ぼく達はそれからもじっと道士の話に耳を傾けていた。そしてひと言も漏らさないように努めた。
「二人が出会ったのは、明確な意味をもっています。まずあなた達は共に愛し合うということが運命づけられていたのです。それを反対されたから、問題が起こったからといって、簡単に解消するということは出来ないんです。無理にそれをしようとしても、いずれ行き詰まってしまいます。それはもう二人が運命付けられてしまったからなんです。それは二人の人生にとって、非常に重要なものとなります」
ぼく達はもう道士の言葉の中に引き込まれていた。
「人はそれは単に恋愛じゃないかと言うかも知れません。しかし、お二人にとってそれは、それぞれの人生、今まで別々に歩んできたそれぞれの人生が、はじめて一つになったということなのです。ここでお互いの人生が大きく変わってしまったのです」
道士は休むことなく話し続けた。ぼく達は頷きながらもじっと道士の口から発する言葉を受け入れていた。道士は次々に言葉を区切っては会話を続けていた。

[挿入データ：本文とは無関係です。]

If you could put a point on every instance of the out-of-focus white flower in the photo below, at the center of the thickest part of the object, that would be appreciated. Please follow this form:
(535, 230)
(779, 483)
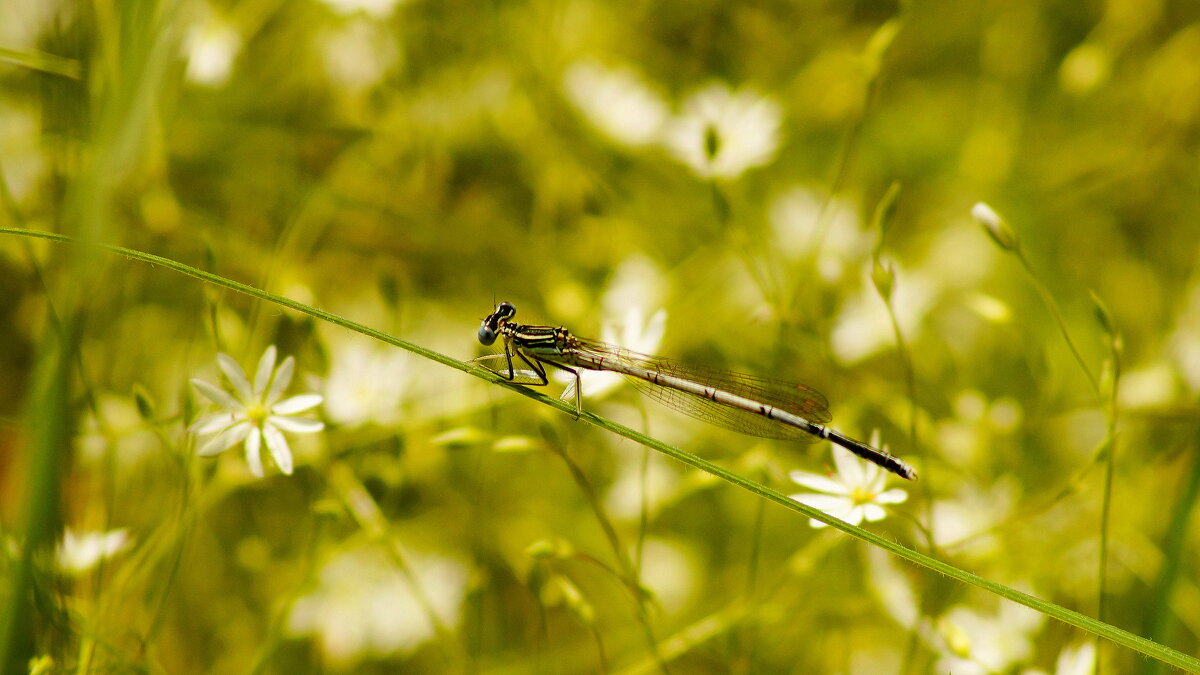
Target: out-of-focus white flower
(723, 132)
(210, 47)
(373, 9)
(796, 217)
(77, 554)
(255, 413)
(637, 281)
(359, 53)
(364, 607)
(635, 333)
(617, 101)
(366, 383)
(1078, 659)
(855, 494)
(977, 644)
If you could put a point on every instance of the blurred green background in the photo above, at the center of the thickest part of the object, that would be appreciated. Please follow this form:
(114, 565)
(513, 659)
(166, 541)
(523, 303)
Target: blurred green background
(407, 165)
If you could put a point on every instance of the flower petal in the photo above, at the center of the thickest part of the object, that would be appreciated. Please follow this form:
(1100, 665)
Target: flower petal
(295, 424)
(226, 440)
(280, 451)
(215, 394)
(819, 483)
(237, 377)
(297, 404)
(255, 453)
(265, 366)
(213, 423)
(828, 503)
(282, 378)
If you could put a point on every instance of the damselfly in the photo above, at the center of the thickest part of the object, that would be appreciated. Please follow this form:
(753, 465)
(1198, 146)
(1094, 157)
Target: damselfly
(747, 404)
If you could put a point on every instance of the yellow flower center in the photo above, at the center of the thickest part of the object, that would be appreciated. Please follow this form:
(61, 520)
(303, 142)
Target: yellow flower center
(862, 496)
(257, 414)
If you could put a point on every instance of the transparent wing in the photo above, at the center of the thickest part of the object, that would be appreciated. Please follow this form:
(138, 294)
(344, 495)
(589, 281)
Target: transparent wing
(797, 399)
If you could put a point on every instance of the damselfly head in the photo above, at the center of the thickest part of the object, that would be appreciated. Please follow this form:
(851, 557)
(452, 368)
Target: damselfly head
(491, 326)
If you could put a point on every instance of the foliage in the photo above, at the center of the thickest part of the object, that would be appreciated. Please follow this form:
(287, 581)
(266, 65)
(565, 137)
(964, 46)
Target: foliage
(971, 227)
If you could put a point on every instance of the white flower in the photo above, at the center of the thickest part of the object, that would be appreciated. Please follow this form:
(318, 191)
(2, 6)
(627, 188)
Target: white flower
(979, 644)
(210, 47)
(366, 607)
(255, 413)
(358, 53)
(77, 554)
(853, 495)
(366, 383)
(617, 102)
(721, 132)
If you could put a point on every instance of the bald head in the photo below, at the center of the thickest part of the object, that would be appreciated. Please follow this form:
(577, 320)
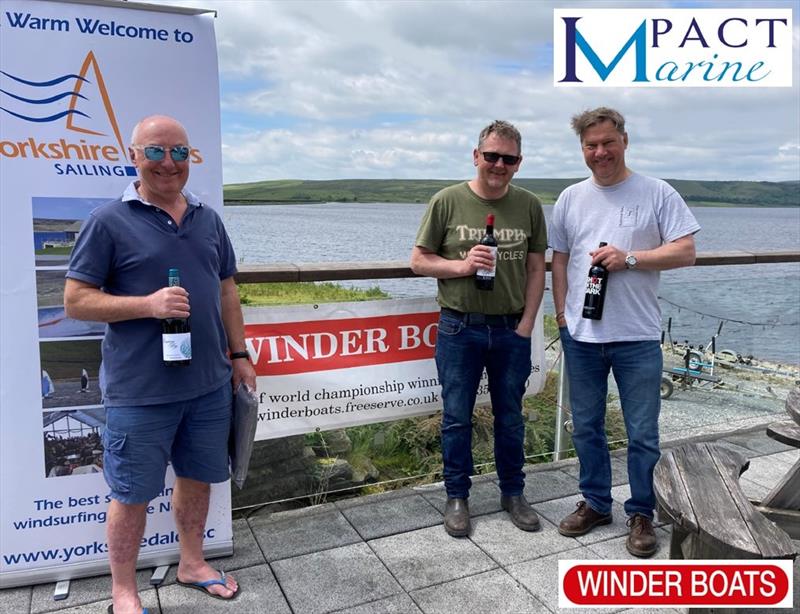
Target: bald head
(157, 124)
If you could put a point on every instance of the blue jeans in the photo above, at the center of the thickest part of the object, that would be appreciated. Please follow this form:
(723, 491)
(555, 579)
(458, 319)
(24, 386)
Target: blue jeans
(463, 350)
(637, 370)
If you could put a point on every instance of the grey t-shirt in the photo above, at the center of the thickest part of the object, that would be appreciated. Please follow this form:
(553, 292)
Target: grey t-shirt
(639, 213)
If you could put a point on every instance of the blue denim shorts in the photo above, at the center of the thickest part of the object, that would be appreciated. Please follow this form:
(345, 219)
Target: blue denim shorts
(139, 442)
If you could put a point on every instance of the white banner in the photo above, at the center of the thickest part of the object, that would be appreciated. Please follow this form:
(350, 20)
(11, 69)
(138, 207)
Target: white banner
(75, 79)
(342, 364)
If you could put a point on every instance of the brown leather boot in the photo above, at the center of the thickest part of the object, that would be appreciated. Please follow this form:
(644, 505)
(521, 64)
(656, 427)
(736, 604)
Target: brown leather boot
(456, 517)
(582, 520)
(641, 540)
(521, 512)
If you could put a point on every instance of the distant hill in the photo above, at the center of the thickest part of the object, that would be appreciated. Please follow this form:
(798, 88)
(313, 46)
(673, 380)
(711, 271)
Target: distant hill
(702, 193)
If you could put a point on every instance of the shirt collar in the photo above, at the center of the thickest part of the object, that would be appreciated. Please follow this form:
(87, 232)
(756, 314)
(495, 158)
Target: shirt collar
(131, 193)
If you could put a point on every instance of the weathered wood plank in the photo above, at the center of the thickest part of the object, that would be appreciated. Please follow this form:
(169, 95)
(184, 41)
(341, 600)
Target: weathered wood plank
(697, 485)
(786, 493)
(793, 405)
(786, 431)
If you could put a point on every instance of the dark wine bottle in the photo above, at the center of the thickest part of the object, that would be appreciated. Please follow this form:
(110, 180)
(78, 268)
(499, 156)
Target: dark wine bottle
(484, 278)
(595, 291)
(176, 336)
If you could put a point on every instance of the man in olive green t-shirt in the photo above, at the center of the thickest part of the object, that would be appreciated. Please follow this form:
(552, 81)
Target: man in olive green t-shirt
(485, 329)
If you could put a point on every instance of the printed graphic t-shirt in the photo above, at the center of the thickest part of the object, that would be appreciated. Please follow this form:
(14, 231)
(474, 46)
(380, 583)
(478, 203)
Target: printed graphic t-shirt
(455, 221)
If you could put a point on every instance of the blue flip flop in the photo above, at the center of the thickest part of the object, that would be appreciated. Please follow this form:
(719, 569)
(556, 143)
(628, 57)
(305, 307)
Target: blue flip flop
(203, 586)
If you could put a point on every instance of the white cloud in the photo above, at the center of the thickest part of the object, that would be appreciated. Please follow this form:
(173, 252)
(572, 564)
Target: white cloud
(320, 90)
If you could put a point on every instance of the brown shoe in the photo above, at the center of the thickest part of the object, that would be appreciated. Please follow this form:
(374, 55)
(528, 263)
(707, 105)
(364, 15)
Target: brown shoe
(641, 538)
(582, 520)
(456, 517)
(521, 512)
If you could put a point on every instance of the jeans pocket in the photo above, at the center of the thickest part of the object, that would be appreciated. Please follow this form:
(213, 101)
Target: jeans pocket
(116, 465)
(450, 326)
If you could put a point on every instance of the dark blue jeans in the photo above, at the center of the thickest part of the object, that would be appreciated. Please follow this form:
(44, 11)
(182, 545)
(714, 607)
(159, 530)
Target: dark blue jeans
(637, 370)
(463, 350)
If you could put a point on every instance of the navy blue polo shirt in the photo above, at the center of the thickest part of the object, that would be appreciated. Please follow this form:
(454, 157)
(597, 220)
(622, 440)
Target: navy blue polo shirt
(126, 248)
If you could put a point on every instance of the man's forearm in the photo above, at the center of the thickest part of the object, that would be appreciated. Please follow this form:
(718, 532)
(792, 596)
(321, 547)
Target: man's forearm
(232, 318)
(559, 278)
(83, 301)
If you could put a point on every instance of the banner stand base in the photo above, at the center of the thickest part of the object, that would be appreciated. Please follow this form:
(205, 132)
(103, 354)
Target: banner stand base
(65, 573)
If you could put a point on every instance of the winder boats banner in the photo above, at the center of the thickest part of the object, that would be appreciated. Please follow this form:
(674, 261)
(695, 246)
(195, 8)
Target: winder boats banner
(330, 366)
(74, 79)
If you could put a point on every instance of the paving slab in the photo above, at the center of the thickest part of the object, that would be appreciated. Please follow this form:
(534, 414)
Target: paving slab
(415, 559)
(506, 544)
(396, 604)
(557, 509)
(759, 442)
(614, 549)
(544, 485)
(334, 579)
(619, 470)
(492, 592)
(392, 516)
(148, 597)
(15, 600)
(284, 536)
(540, 577)
(259, 592)
(484, 498)
(83, 591)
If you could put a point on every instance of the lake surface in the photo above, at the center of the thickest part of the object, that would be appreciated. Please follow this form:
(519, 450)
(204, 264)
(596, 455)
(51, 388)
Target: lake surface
(759, 305)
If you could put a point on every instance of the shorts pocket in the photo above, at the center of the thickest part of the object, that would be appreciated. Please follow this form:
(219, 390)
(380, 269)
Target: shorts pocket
(116, 465)
(450, 326)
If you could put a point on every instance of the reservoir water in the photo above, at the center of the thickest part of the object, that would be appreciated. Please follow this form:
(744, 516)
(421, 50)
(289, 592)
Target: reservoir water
(759, 305)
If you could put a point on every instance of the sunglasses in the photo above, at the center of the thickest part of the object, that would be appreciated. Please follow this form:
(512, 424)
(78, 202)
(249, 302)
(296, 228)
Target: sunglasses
(492, 157)
(156, 153)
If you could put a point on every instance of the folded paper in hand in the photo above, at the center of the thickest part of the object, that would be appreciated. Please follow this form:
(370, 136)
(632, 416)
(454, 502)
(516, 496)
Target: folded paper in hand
(243, 432)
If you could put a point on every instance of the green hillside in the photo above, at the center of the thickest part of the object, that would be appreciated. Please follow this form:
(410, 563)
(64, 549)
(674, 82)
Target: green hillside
(728, 193)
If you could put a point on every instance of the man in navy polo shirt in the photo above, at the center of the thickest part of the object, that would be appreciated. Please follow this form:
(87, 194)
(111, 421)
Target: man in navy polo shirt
(157, 414)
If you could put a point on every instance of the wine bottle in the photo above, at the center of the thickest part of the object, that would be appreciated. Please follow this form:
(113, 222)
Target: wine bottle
(484, 278)
(595, 290)
(176, 336)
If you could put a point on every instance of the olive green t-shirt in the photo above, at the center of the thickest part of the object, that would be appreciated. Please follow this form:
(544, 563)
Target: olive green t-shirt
(456, 220)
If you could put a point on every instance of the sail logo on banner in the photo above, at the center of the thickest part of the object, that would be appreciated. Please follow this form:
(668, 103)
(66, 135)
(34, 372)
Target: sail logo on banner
(86, 138)
(672, 47)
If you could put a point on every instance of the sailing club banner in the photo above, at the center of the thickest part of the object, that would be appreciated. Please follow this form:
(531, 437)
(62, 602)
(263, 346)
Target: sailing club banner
(74, 80)
(330, 366)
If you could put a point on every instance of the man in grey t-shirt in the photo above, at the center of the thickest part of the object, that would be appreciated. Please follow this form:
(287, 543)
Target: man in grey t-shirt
(648, 228)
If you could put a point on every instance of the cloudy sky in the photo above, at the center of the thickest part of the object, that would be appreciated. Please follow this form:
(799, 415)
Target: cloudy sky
(400, 89)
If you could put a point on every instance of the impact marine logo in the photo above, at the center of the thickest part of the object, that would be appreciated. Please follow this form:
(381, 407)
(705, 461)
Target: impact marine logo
(672, 47)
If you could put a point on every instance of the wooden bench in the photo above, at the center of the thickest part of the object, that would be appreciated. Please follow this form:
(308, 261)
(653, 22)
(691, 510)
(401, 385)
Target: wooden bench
(782, 503)
(698, 492)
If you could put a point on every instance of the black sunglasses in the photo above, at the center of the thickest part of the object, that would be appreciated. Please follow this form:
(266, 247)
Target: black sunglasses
(156, 153)
(492, 157)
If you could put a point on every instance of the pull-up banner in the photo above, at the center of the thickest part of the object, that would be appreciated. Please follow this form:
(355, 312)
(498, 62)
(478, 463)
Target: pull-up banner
(74, 80)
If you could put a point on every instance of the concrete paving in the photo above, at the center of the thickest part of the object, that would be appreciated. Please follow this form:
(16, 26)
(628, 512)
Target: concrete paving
(388, 553)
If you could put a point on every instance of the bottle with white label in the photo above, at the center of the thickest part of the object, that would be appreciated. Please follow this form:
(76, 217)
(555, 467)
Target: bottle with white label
(484, 278)
(176, 336)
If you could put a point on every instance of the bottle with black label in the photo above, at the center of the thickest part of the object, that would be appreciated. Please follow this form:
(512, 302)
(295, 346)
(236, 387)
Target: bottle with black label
(595, 291)
(176, 336)
(484, 278)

「これは、別の言い方をすれば、過去世からのご縁が、現世に築かれたということで、二人の『宿縁』が実現した、ということなのです」
「二人は、恋愛を経験しましたが、一度別れることになってしまいましたよね。それはお互いにとって、とても辛く悲しい経験となりました」
「しかしそれから何年も月日が過ぎゆく中で、二人の想いはどうですか?」
ぼく達はお互いを見つめ合った。
「あなたは(とぼくに対して)唯何さんを忘れましたか?」ぼくは首を振って応じる。今度は道士は唯何を見て尋ねる。唯何もはっきり口に出して「いいえ」と言った。
「そうです。あなた方お二人共、相手のことを忘れるどころか、益々忘れられない存在になってきたんじゃありませんか?そして、ずっと離れてお互いのことを忘れている間にも、二人の絆は逆に深まっていったのです。深く、そして強くお互いを思うようになったのです。それは、それぞれ、その時々において一緒にいた相手との比較においてそうだったのですが、それだけではありません」
道士は少しいた場所から離れて、ある物を手にして再び同じ場所に戻って話を続けた。
「これはブルーレースアゲートという石です。チベットでは『神の石』と呼ばれ、二人の心と心を結びつける石です。日本では『青いめのう』とも呼ばれています。危険を回避したり、不思議な力を持つ石なのです。これをあなた(唯何の方を見て)に渡します。そうすれば二人はずっと離れずにいますよ」
そう言って手に持っていた少し青みがかった白く透明な石を道士は唯何に手渡す。唯何は「ありがとうございます」とお礼を言ってその石を両手の中で受け取って、そっと頬に触れさせるのだった。
ぼくはそのまばゆいほど不思議な光を放つブルーレースアゲートという聞き覚えがない首輪が唯何の手の中にあるのをじっと見つめていた。そして唯何はゆっくりと手にした石を自分の首にかけようとしているところだった。
ぼくは以前唯何がいつもネックレスを好んで身につけていたのを知っていたし、それを思い出した。唯何はなぜか少しの間手を止めていた様子だった。ぼくは唯何の手を握り締めて、その両手からその繋がった輝いた石をつまんで、そっと唯何の首にかけてあげるのだった。